Many special programs will be held throughout the park on Aug. 25. For more information about all of the Centennial events, visit www.nps.gov/yose/planyourvisit/guide.htm.
Special events include a hike to the top of Lembert Dome, a program on Stephen T. Mather and the founding of the National Park Service, horse-drawn stage rides, and tours of Pioneer Yosemite History Center.
“We are very excited about the National Park Service Centennial and the special programs taking place here in Yosemite in honor of the founding of the National Park Service,” Yosemite Park Superintendent Don Neubacher said. “We encourage all visitors to find your park and to help celebrate this historic milestone.”
President Woodrow Wilson signed the NPS Organic Act on Aug. 25, 1916, establishing the National Park Service as an agency under the U.S. Department of the Interior. Today, the NPS manages 412 units across the United States and its territories, including 59 national parks, national monuments, national historical sites, national lakeshores, national seashores, and national battlefields.
Yosemite National Park celebrated its 125th Anniversary last year. The park welcomes over 4 million visitors from all over the world each year and serves as a strong economic engine for the region and its local communities.
Yosemite, home to Yosemite Falls, the tallest waterfall in North America, and iconic rock formations such as Half Dome and El Capitan, generates $535 million in economic benefit to the region. Yosemite also features about 90 different species of mammals and over 1,500 species of flowering plants.
Tours in the park include a narrated 26-mile, two-hour tour of the Yosemite Valley floor, moonlight tours and Glacier Point tours. One-way Glacier Point tour tickets are available for those who wish to hike down from Glacier Point. Details: (209) 372-1240.
On Aug. 25, 1916, the National Park Service, geared towards protecting our national parks for the enjoyment of future generations, became a reality for a small group of forward thinkers led by Stephen Mather.

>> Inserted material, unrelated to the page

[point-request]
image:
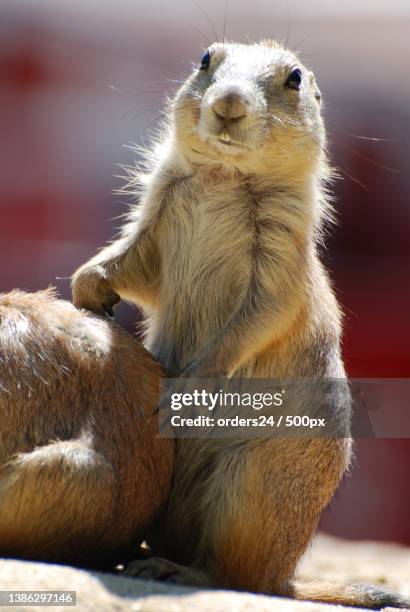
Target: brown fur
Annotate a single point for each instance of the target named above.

Initially, visitors simply came to the parks for the incredible sights, but now, they come to enjoy many outdoor recreational opportunities.
A great place to explore Yosemite’s history is at the the Pioneer Yosemite History Center in Wawona. From there, you can go on a 10-minute horse-drawn wagon ride ($5 adults, $4 children), and see a working blacksmithing shop, log cabins and a covered bridge.
Yosemite camping fees and all other fees will still be applicable Aug. 25 - 28.